Only 23% of Ohio’s Public School District grades were Fs that year.
And Ohio’s Public School Districts have adjusted well enough that today, only 4.7% of Ohio’s Public School District grades are Fs. Charters? More than 6 times that rate — 26.2%.
Ok. I guess that’s better than 60% Fs, but, I mean, c’mon man. That blows.
Even with that “improvement”, last year, Charters made up only 23% of all the Star grades issued last school year but accounted for 62.5% of all the Fs given.

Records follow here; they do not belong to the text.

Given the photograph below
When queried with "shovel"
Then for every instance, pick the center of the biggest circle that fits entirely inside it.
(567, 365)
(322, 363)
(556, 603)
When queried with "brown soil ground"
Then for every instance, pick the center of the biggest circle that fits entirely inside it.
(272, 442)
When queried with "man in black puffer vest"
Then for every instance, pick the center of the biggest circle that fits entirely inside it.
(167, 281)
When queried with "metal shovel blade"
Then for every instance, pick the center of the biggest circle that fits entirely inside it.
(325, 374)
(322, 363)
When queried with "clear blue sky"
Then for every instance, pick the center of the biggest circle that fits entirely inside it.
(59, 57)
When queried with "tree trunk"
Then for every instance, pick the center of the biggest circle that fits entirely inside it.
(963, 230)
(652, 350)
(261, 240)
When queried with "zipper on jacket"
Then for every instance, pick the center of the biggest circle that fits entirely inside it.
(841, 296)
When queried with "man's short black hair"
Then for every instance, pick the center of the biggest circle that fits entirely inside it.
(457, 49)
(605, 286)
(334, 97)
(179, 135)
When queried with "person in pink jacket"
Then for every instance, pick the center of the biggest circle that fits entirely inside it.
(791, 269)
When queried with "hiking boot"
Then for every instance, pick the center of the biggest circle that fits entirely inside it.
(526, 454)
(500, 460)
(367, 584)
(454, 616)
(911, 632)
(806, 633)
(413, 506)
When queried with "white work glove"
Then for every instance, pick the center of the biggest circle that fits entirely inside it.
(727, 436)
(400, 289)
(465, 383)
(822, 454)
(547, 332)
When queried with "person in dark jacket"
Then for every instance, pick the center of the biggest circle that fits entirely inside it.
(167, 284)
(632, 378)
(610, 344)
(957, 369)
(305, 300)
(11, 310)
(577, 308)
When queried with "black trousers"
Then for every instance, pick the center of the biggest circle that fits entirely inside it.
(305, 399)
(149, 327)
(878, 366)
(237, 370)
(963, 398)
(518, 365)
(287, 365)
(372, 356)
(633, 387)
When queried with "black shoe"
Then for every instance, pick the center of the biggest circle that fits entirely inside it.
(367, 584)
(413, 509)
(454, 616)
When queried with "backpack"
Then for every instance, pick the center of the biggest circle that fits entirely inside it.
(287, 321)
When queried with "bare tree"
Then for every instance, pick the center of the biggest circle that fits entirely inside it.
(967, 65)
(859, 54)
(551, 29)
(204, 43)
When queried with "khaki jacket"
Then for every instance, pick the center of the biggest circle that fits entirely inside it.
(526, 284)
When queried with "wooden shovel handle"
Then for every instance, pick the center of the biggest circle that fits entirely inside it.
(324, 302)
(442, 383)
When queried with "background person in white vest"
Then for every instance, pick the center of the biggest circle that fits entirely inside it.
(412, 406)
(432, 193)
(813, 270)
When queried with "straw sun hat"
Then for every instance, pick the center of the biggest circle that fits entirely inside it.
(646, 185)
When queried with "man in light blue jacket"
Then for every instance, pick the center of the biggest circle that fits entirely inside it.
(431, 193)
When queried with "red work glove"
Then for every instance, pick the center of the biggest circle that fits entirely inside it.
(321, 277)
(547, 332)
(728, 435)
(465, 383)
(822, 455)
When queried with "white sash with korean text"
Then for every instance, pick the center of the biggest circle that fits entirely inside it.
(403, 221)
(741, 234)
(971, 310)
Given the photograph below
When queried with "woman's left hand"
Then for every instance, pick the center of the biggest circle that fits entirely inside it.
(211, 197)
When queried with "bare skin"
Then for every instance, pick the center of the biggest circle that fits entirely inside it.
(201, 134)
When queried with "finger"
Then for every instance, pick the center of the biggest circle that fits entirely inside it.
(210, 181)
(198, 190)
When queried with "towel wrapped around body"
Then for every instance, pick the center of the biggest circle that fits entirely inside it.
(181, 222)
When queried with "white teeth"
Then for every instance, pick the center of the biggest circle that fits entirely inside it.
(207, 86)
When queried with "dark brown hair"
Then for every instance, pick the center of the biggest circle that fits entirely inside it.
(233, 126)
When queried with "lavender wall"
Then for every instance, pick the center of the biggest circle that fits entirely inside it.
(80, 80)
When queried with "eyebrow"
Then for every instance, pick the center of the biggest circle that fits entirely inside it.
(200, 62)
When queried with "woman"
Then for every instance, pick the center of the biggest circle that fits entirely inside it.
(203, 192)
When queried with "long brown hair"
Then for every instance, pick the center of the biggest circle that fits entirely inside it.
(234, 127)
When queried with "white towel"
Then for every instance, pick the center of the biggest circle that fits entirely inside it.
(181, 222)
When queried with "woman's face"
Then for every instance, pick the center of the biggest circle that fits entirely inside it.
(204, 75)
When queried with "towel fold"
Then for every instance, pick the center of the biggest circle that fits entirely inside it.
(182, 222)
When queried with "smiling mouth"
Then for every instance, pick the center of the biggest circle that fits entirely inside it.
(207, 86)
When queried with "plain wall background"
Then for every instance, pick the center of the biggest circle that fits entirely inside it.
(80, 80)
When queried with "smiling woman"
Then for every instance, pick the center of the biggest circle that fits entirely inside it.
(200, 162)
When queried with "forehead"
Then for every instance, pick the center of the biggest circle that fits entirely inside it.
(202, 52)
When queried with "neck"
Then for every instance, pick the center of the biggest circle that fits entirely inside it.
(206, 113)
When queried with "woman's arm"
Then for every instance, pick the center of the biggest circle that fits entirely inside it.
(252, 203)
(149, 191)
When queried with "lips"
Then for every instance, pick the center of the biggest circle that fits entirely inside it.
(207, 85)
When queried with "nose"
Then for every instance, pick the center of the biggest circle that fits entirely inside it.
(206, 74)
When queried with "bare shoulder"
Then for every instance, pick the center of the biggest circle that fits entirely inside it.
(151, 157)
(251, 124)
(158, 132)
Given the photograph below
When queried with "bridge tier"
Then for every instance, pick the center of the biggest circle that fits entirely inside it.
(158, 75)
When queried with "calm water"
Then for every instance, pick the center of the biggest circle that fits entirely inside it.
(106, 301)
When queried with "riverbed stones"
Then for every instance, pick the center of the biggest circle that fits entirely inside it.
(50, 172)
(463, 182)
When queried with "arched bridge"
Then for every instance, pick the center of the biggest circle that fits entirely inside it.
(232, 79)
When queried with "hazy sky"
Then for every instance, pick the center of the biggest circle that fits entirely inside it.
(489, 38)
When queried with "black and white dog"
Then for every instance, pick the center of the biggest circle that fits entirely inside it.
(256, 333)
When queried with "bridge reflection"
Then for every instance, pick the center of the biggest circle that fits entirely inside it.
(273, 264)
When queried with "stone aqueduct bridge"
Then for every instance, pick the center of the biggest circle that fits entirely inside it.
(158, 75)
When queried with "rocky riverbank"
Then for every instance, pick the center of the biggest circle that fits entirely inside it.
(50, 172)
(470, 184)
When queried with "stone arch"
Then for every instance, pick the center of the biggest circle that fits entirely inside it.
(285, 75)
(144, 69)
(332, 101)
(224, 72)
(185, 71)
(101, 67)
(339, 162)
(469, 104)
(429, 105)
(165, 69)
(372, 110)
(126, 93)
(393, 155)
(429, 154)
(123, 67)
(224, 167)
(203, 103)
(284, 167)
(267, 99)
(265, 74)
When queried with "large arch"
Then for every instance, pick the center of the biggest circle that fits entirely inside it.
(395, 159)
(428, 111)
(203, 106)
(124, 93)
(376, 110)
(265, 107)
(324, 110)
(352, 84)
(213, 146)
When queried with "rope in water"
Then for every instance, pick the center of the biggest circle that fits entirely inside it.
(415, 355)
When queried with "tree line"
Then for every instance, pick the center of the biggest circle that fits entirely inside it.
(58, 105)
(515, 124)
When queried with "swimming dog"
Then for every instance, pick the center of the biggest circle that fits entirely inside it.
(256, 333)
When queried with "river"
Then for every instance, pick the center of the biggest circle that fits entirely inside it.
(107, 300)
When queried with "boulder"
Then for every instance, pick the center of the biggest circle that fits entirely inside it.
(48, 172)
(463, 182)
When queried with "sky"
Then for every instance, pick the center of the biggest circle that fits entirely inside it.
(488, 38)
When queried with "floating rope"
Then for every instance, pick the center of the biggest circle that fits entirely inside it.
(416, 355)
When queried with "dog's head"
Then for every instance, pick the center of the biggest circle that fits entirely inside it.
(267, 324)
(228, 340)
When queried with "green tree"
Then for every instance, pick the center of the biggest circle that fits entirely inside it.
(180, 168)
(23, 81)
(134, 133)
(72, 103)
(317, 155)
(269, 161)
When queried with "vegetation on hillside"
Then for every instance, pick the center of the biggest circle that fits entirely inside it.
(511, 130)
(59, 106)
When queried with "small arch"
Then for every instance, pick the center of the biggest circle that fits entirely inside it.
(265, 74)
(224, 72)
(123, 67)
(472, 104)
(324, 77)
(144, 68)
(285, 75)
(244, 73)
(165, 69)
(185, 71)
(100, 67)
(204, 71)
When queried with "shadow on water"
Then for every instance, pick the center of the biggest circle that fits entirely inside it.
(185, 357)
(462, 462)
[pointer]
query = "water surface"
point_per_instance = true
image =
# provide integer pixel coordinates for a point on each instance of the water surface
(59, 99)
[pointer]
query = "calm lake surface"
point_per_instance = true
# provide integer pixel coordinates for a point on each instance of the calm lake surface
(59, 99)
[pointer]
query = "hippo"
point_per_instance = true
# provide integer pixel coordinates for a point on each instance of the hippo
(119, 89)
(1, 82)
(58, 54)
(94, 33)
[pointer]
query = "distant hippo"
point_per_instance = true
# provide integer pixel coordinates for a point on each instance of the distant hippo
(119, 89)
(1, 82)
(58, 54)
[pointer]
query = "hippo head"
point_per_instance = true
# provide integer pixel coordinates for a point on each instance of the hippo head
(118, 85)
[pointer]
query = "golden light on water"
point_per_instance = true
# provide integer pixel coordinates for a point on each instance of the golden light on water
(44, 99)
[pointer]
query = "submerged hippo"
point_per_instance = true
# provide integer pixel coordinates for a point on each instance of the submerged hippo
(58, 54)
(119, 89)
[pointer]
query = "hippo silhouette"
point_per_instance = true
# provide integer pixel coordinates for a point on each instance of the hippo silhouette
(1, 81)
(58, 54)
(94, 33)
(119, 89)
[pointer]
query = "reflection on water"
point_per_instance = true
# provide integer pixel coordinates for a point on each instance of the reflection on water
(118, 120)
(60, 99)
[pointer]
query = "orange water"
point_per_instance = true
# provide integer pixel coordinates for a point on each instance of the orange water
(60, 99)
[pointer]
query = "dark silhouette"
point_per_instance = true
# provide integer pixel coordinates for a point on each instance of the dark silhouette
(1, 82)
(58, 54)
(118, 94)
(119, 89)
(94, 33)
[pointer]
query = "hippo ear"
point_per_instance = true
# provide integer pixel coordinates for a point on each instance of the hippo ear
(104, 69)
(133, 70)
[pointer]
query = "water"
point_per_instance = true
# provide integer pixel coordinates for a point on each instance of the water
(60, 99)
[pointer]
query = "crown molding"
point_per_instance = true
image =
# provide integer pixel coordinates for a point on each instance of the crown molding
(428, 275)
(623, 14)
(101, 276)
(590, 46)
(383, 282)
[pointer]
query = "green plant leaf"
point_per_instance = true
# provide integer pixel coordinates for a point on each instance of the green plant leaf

Gemini had fun with that result.
“To put this in perspective, you are more likely to win the Mega Millions jackpot ten times in a row than to see this grade distribution happen by luck alone.”
Since the new report card system came out in 2021-2022, Ohio’s Charter Schools have received 1,397 1 Star or 1.5 Star ratings (Fs in my calculation). That’s more than double the 686 received by Ohio’s Public School Districts. Districts have received three times as many grades as Charters during this period.
Now you know why every time I talk about Ohio Charter Schools, I refer to them as notoriously poor performing.
One final thought: We’ve spent about $20 billion of your tax dollars funding these things since 1998.
How ya feeling about that?
1 I refuse to use the Department’s new name out of principle.
2 In 2005-2006, about 72,000 students attended Ohio’s Charter Schools. By the 2012-2013 school year Charters had about 120,000 students — roughly the same number they’ve had since (except for about 3 years after the infamous ECOT scandal removed those students from the count, even though they were probably never there to begin with, even though taxpayers was paying the school hundreds of millions of dollars to educate them).